When she climbed the stairs again, Hattie felt a weariness so intense that she could hardly lift her feet to clear the treads. At least, she thought, she could rest. But during the night, her first night of widowhood, sleep moved away from her like an elusive lover. Each time she felt herself moving toward it, she'd be pulled back, imagining she heard thick, phlegmy breathing on the pillow next to her. As she tossed and jerked the covers this way and that trying to find a cool space to rest, she struggled to make sense of her own emotions which didn't feel like the grief she felt entitled to. If she had to name her state, she would think, confusion. As though too much was happening at once, too many images crowding in around her, too much for her to process especially with the house full of people all afternoon and evening. She simply couldn't think. Occasionally, she'd imagine herself placing the ring, touching Ben's dead flesh, how strange he looked and felt; then the thought would frighten her and quickly disappear to surface again in images of Ben holding baby Alice on his lap.

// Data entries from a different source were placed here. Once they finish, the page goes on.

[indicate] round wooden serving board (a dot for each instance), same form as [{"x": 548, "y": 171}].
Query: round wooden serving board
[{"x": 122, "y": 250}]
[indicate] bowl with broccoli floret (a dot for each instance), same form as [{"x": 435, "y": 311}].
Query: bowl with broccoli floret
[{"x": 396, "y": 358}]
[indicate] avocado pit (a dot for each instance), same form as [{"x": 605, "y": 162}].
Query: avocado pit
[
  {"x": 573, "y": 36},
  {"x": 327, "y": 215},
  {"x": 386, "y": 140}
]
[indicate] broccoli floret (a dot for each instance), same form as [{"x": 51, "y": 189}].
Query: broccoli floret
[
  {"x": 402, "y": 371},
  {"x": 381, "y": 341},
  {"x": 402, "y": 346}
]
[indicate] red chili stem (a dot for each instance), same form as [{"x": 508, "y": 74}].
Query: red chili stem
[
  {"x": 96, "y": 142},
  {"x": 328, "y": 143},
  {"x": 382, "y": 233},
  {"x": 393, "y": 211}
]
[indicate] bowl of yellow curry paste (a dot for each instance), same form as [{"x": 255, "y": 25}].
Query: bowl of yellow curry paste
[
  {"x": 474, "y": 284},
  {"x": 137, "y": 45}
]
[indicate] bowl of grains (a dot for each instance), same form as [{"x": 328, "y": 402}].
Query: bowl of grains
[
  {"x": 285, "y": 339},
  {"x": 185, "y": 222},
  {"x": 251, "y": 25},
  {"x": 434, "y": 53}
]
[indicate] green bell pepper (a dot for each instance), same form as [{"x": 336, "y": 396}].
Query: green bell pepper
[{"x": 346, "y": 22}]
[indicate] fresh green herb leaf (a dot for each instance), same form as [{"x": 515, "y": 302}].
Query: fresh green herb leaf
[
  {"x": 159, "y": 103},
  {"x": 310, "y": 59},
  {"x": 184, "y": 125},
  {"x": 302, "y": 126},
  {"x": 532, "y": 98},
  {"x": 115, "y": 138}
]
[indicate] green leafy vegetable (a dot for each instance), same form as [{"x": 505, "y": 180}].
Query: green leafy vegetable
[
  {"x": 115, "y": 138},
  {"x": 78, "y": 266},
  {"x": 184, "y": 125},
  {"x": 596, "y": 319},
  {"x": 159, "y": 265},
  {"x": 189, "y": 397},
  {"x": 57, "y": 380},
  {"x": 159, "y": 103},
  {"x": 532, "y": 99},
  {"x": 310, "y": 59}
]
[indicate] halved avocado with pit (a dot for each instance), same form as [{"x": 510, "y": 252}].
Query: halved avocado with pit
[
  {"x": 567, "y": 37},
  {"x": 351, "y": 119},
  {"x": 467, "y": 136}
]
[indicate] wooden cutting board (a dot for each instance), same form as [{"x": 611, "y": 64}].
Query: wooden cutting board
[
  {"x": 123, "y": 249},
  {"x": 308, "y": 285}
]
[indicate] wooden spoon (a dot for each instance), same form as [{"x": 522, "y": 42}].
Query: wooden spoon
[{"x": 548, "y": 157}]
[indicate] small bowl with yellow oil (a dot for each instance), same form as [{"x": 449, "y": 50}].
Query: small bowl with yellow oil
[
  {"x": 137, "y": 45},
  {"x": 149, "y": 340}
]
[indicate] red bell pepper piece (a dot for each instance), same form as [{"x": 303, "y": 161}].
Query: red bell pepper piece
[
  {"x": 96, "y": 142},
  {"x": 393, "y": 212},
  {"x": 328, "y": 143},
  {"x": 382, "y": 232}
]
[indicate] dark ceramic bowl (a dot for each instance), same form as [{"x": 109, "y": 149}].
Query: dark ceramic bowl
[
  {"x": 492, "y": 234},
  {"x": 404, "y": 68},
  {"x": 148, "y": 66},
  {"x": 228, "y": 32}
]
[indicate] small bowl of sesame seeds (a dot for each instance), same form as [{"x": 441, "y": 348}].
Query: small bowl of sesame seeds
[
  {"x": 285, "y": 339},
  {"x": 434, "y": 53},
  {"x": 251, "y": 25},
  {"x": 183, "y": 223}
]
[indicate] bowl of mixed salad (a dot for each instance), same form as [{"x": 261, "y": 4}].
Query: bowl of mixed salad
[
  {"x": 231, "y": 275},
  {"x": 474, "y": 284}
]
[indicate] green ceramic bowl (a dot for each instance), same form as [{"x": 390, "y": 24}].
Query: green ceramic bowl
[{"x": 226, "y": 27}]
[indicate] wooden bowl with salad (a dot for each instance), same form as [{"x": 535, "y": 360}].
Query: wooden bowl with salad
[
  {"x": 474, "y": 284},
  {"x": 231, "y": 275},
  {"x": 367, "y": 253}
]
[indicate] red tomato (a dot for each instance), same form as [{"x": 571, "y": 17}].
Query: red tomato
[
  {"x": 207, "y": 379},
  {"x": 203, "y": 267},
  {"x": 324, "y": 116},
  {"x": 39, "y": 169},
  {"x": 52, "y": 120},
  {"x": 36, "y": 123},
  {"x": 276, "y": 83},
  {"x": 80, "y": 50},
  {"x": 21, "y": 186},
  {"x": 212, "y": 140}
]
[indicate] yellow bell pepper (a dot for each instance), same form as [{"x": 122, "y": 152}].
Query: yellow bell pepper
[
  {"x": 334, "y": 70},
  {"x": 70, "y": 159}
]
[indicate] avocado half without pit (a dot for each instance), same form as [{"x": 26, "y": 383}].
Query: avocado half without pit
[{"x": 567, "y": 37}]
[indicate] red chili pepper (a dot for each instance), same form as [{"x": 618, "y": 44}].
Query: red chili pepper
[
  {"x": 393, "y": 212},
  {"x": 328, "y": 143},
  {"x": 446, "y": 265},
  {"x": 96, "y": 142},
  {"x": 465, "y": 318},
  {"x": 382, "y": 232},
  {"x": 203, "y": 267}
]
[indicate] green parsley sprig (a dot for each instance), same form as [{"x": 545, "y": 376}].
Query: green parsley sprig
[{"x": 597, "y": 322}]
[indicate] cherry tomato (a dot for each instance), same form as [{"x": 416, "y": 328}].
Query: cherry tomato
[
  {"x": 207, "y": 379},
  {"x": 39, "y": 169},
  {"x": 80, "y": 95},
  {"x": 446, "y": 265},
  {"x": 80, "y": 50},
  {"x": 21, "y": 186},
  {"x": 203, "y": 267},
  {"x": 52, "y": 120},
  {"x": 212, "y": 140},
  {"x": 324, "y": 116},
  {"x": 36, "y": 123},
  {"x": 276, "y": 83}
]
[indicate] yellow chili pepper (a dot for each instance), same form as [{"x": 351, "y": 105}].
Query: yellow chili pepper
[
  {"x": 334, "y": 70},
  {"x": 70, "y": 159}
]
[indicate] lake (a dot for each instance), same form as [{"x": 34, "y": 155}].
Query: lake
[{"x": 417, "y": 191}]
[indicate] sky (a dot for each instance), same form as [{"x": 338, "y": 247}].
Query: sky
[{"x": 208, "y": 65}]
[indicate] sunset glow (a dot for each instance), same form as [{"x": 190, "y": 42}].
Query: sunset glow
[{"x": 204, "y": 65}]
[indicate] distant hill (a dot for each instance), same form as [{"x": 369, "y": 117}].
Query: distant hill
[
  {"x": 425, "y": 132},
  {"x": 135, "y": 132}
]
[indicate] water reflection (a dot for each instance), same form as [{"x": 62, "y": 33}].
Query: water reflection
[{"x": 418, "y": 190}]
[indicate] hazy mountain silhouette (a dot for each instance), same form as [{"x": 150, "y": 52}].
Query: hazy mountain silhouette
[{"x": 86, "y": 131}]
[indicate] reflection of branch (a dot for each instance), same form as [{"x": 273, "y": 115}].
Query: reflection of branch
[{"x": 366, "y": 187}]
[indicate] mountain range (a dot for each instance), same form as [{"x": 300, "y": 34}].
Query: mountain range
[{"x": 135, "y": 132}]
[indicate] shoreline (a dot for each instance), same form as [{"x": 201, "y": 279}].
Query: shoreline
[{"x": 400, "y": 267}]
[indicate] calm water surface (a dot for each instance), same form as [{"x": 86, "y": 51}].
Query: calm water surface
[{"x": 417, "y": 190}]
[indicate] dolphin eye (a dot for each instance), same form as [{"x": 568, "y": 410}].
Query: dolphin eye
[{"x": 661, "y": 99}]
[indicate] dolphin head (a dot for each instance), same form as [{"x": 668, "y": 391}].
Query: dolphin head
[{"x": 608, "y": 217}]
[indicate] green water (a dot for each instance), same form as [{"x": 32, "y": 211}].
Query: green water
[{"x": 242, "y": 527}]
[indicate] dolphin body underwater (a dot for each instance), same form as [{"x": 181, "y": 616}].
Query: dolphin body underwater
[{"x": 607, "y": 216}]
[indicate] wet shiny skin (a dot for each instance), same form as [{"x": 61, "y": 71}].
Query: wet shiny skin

Since Alice had moved to Pittsburgh two years before and with Ben on the road, Hattie's life had been solitary and private except for the good friends and neighbors. The day had been too much for her and the viewing and funeral the next day would be even more taxing. She knew she needed sleep, yet how was she to turn off her mind enough to rest. How was she to endure it? When she thought of the numbers of women she knew who had been widowed, she was astonished that they were able to survive the rituals of bereavement.
And Ben. How could she even make herself begin to realize that the central person in her life was gone? Ben. How could she cope with everyone talking to her, trying to comfort her but saying things she didn't want to hear, making her remember this or that good time they had with her and Ben? But what about the other times they had shared, the not so perfect times. Did anyone else remember them? She felt her mind refuse those images.
Still, another thought pulled at the edge of her consciousness, one that she couldn't quite bring into focus. She dozed fitfully until two, then fell into a deep sleep for three hours. She woke up with a start, knowing with certainty what the elusive thing which had been bothering her, was: she still didn't know what Ben had started to tell her. What had he been thinking of in the moments before he died?
She must have slept again for when she woke next, the room was stuffy, much too warm for early May and gray with predawn light. She lay there, willing herself to get up; even imagining herself seated on the edge of the bed ready to stand. The house was completely still; Alice slept down the hall in her childhood bedroom. No traffic passed on the road since the milk truck's four a.m. run. She squinted at the clock: 5:15. She must have dozed again.
When she heard the hall floorboards sigh, a small kernel of happiness bloomed in Hattie's heart. It was a night long ago, before Ben had begun to travel, before Alice and she had begun to misunderstand each other. The covers moved and her daughter's small, sleep-warmed body slid in next to her. For a moment, milky sweet baby breath feathered Hattie's cheek, then the child turned and nestled close, her back curled into Hattie's chest. Greedily, Hattie inhaled Alice's scents and drew a few strands of her daughter's downy blond hair into her mouth. Only partially awake, Hattie adjusted her body around her daughter and Ben moved slightly to make room in the cave of his arms for his wife and child.